Both men and women take part in the dance, and you will see the difference between the two in a single performance. The men take part with gusto, crouched low with knees out and later whooping and shouting the accompanying song and chants, even jumping at the frenzied end of their routine. In contrast, the women dance by stepping daintily with their feet perched nimbly on the ends of their wooden geta sandals, punctuated with small kicks as they go through their choreography in tight groups. These days however, even women take part in the men’s dance.

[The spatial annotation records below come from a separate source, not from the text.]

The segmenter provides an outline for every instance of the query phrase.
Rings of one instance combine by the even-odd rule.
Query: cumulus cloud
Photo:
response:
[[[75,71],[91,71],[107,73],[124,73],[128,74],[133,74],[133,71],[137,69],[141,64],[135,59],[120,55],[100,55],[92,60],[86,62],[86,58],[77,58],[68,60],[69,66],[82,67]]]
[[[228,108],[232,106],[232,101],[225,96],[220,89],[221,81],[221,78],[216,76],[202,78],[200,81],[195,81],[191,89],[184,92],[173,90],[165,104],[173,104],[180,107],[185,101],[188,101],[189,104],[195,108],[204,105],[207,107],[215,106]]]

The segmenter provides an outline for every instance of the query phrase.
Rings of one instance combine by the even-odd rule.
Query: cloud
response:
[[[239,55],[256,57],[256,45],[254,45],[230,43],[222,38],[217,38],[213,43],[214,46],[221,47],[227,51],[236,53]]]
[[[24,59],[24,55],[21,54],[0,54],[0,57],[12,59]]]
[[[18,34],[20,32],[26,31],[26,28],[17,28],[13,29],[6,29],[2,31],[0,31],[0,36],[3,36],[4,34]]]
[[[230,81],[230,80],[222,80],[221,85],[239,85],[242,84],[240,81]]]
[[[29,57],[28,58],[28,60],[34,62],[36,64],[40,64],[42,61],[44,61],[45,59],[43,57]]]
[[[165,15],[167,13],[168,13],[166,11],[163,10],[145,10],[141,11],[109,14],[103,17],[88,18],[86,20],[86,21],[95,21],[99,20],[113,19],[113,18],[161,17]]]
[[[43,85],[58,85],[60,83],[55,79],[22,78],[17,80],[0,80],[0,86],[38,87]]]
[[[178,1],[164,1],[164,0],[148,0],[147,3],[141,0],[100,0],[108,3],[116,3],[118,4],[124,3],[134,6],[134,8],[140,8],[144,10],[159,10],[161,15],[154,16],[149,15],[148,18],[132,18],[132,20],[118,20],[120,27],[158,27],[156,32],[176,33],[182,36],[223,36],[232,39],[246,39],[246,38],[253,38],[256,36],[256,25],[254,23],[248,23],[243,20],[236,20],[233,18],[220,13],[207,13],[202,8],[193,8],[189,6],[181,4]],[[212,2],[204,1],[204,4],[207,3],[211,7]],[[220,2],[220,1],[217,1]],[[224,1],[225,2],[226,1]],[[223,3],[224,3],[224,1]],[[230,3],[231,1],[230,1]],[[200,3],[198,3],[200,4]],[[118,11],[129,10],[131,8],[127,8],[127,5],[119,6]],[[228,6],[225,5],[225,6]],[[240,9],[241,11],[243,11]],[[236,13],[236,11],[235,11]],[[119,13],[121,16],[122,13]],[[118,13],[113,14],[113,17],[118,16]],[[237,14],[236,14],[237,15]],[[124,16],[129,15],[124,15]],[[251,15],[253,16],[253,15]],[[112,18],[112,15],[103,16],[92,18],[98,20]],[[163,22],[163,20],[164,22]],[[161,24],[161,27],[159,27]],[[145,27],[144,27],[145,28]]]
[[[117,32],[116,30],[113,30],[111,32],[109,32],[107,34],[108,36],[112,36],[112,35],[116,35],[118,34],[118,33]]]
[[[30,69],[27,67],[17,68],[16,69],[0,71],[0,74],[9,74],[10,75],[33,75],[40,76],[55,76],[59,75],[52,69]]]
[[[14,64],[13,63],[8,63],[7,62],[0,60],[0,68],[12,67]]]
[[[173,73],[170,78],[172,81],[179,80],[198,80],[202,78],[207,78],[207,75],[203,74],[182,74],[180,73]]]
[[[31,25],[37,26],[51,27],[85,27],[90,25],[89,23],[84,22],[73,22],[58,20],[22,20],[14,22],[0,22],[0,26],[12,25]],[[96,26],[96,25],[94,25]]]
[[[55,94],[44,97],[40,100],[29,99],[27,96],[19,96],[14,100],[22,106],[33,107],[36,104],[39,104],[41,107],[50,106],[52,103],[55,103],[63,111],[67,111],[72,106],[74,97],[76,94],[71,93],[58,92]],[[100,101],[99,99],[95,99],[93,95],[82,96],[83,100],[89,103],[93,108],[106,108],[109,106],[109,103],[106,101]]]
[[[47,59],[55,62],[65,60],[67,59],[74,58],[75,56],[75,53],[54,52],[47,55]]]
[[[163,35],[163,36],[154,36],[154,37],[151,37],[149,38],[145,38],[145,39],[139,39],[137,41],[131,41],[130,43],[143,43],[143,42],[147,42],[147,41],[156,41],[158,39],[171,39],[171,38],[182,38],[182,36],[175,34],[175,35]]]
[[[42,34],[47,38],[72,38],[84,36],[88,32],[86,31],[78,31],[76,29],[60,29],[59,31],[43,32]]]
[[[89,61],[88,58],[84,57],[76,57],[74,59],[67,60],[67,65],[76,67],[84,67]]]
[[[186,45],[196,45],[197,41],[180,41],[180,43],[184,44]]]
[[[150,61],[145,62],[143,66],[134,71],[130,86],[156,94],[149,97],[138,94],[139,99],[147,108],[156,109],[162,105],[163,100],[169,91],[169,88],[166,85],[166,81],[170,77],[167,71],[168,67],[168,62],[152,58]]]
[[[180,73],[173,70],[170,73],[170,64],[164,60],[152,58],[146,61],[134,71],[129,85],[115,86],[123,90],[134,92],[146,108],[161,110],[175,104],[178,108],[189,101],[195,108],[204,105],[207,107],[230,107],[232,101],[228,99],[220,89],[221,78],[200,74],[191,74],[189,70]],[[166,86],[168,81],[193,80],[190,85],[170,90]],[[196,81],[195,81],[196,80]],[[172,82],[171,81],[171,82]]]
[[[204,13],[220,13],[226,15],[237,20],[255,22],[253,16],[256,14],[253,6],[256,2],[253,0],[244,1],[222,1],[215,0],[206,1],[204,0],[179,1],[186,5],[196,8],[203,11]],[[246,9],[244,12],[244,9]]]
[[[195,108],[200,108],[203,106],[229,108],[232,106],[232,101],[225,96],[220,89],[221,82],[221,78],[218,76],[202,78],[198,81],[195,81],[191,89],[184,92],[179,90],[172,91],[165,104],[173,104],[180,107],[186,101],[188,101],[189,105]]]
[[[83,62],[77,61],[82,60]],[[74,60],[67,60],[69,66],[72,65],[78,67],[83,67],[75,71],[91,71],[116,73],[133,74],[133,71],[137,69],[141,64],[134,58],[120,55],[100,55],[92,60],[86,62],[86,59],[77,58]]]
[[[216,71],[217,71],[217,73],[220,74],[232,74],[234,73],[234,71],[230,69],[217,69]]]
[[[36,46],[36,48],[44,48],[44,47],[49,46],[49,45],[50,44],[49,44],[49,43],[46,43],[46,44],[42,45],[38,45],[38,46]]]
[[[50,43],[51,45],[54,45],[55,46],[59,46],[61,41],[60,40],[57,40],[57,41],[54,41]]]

Also located in the building is the lower station of the ropeway leading up to Mount Bizan. We opted not to head up to the mountain due to our early bedtime to rest up for our tour, but it is worth the visit. Mt Bizan has the best nighttime scenery in Shikoku at its peak, giving 360 degree views of the surrounding area, and is also a well known area for cherry blossom viewing. On a clear day you can even see as far out to Awaji Island and the shores of mainland Japan. To get to the top, you can take the Bizan Ropeway, an aerial lift line that was opened in 1957. It departs from the 5th floor of the museum, but do check operating hours before making your plans to visit.
Sayonara Tokushima
Overall, Tokushima was a great re-introduction to Japan for Eka and myself, after almost two years of not setting foot on the land of the rising sun. The urban cycling is great compared to the big cities thanks to less traffic, there are still a lot of remnants of the country’s traditional past there, as well as some great food choices. But we had a journey ahead of us, and all to soon had to bid the city a fond farewell.